Gencor Foods president Yves Gauthier says customers, suppliers and distributors can expect to see a re-introduction of more cheese categories that were discontinued years ago with bigger plans in the works to expand their distribution into more national ethnically-oriented markets.
“The most important thing is that our distributors see no change in the quality of the product,” says Gauthier. “Once we get that well established we’re going to move into our marketing plan.”
There’s also tentative plans to enhance the retail storefront by introducing a coffee brand for a cafe setting.
“We had to do so many things so quick to get this plant going,” says Gauthier, who’s also an Earlton dairy farmer and serves as the parent company’s Northern Ontario director.
Gauthier became involved in the struggle to keep the shop open last summer soon after Parmalat’s July 5 announcement.
The dairy mega-giant said the area’s milk quota was being “consolidated” into other Parmalat facilities.
But Parmalat was receptive to selling the property, the building and to help “ease the transition” with employees.
Gencor became formally involved in the acquisition process in mid-December.
The company, with offices in Guelph and Woodstock, is a leader in bovine genetics with 6,000 members on farms across Ontario.
Gauthier says Gencor is always interested in expanding assets that places more control of food production into the hands of farmers.
During the mad cow crisis in 2003, Gencor Foods purchased the closed MGI meat packers plant in Kitchener to handle the backlog of beef and dairy cull cattle in Ontario that needed to be slaughtered when the U.S. border was closed to Canadian exports.
Gauthier says Gencor members wanted their board to expand on the dairy side as well.
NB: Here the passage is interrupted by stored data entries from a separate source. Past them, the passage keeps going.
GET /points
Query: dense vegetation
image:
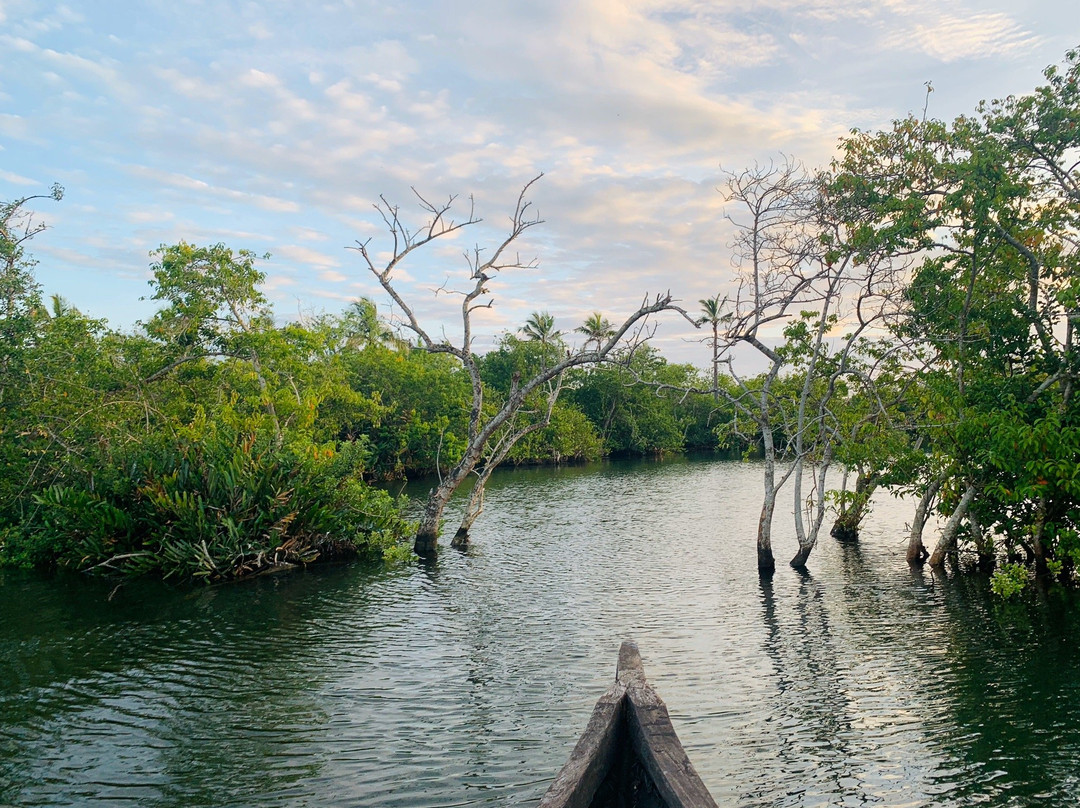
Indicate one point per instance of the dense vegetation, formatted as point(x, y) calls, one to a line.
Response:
point(916, 307)
point(213, 442)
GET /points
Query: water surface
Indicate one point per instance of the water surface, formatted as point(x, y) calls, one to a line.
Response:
point(466, 683)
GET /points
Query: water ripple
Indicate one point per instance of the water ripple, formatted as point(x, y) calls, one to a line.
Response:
point(467, 683)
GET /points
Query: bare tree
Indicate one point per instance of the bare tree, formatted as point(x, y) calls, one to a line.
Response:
point(796, 285)
point(482, 268)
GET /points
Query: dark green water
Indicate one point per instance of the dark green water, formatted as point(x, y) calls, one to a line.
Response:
point(468, 682)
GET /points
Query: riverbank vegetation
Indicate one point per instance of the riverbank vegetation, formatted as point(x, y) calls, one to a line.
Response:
point(914, 308)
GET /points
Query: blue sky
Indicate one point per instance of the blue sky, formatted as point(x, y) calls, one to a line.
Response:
point(274, 125)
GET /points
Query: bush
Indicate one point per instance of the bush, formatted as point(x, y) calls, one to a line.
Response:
point(218, 506)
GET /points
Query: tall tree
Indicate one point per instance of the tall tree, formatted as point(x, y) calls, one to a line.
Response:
point(988, 210)
point(482, 268)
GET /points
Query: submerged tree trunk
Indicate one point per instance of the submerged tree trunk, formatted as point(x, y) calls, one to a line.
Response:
point(853, 511)
point(473, 508)
point(947, 541)
point(984, 542)
point(808, 542)
point(916, 551)
point(766, 562)
point(427, 534)
point(1038, 548)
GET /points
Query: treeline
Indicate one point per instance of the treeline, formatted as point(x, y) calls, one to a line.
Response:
point(212, 442)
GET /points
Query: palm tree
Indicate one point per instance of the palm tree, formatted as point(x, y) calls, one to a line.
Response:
point(596, 328)
point(713, 310)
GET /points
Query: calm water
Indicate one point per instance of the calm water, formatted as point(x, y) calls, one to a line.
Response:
point(467, 683)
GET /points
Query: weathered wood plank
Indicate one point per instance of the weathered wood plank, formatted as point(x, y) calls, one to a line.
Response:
point(629, 751)
point(660, 750)
point(593, 756)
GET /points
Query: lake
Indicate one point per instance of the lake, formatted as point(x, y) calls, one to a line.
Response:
point(467, 682)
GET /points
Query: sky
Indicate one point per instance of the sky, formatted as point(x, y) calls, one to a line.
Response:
point(274, 126)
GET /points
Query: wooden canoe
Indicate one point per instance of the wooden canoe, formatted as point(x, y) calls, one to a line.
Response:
point(629, 755)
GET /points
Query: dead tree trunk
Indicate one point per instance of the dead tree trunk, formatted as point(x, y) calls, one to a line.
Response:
point(475, 505)
point(853, 511)
point(483, 267)
point(946, 543)
point(916, 551)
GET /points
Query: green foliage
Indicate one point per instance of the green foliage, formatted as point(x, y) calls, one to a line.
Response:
point(214, 503)
point(987, 205)
point(1009, 580)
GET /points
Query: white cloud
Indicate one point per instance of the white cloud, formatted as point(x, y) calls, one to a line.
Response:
point(304, 255)
point(16, 178)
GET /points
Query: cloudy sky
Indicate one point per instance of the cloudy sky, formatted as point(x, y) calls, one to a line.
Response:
point(274, 125)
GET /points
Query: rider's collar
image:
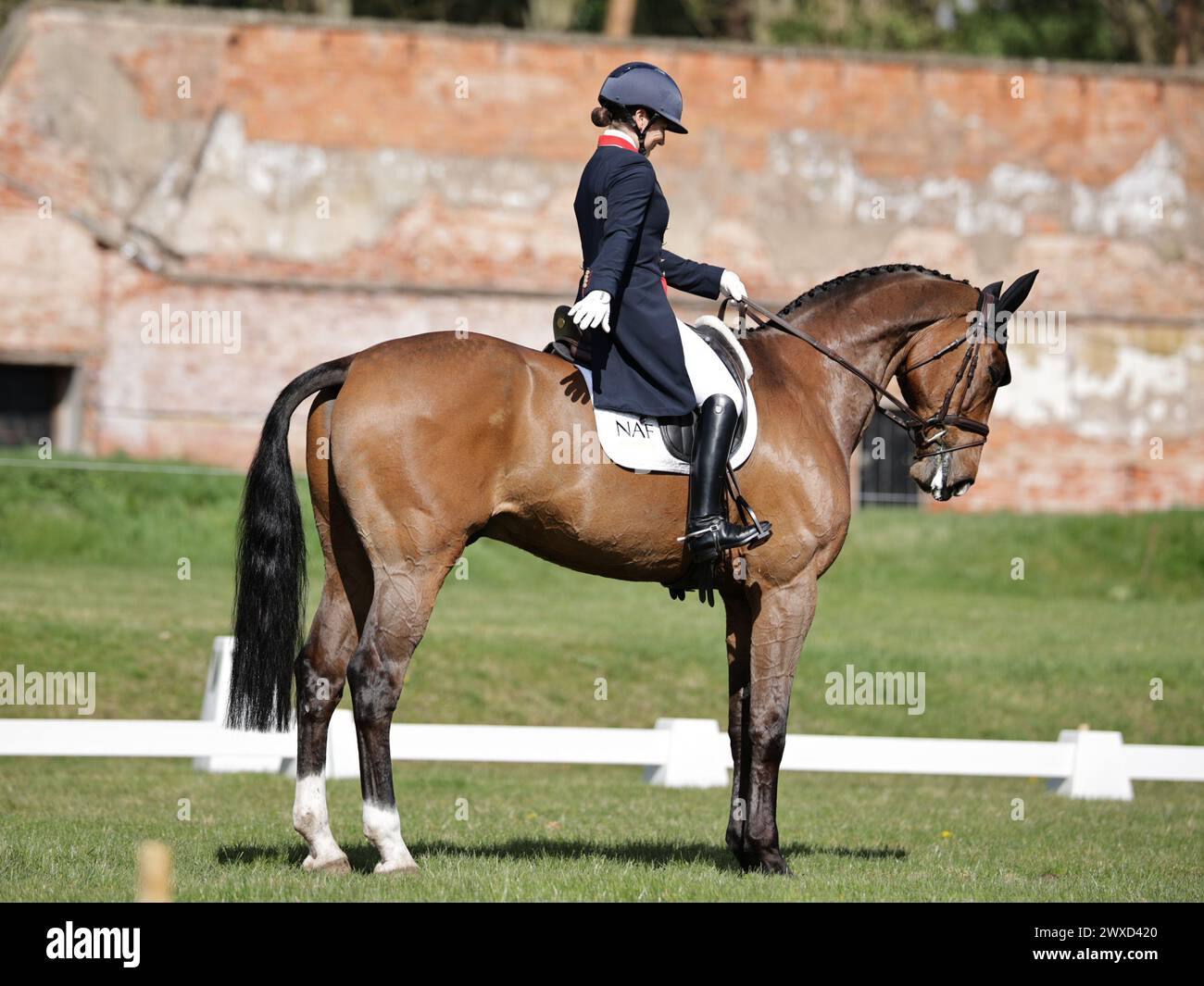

“The board of directors of Gencor are always looking at positioning farmers higher up in the chain and we’re always looking for something that will benefit our members and give us more power to get more control over what happens to our product from gate to plate.”
Gauthier says Thornloe will be run as a stand-alone business unit, “running under its own merit.”
Negotiating the milk quota with Parmalat was a major challenge with Thornloe securing about 3 million litres of the 18 million litres annually produced in the Temiskaming area.
As a member of the Temiskaming Milk Committee, Gauthier says, “we offered them a win-win situation where they could walk away with a great deal of the quota but leave enough for the sustainability of the plant.
“It’s no different then what dairy farmers do.
When you want to expand you have to buy someone else’s quota. (Parmalat) bought this plant and they needed to fill more quota into plants that weren’t running at full capacity.
That’s why we had to come in with a win-win situation.”
Thornloe Cheese began as family-owned operation in the village of Thornloe before the factory moved to its present Highway 11 location in the late 1960’s. The plant has changed hands from local ownership to Ault Dairies and then to Parmalat.
The shop has produced award winning product as a finalist in the feta category in the 2006 Canadian Cheese Grand Prix.
John Gauvreau, economic development director with the City of Temiskaming Shores, praised the local milk committee and dairy farmers for rallying to save the company and helping to orchestrate the new ownership group.
He says it helps keep northeastern Ontario’s rich agricultural legacy alive.
“This was more than another multi-national company announcing the elimination of a small link in the big chain,” says Gauvreau. “For us, it was part of our heritage. Many of our forefathers have agriculture sector roots and for the many currently working in agriculture, this would have been the last local agricultural processing facility.”
Gauvreau says the city continues working on projects with the agricultural community on a number of fronts that involve “high tech, value-added and untraditional” technologies and markets.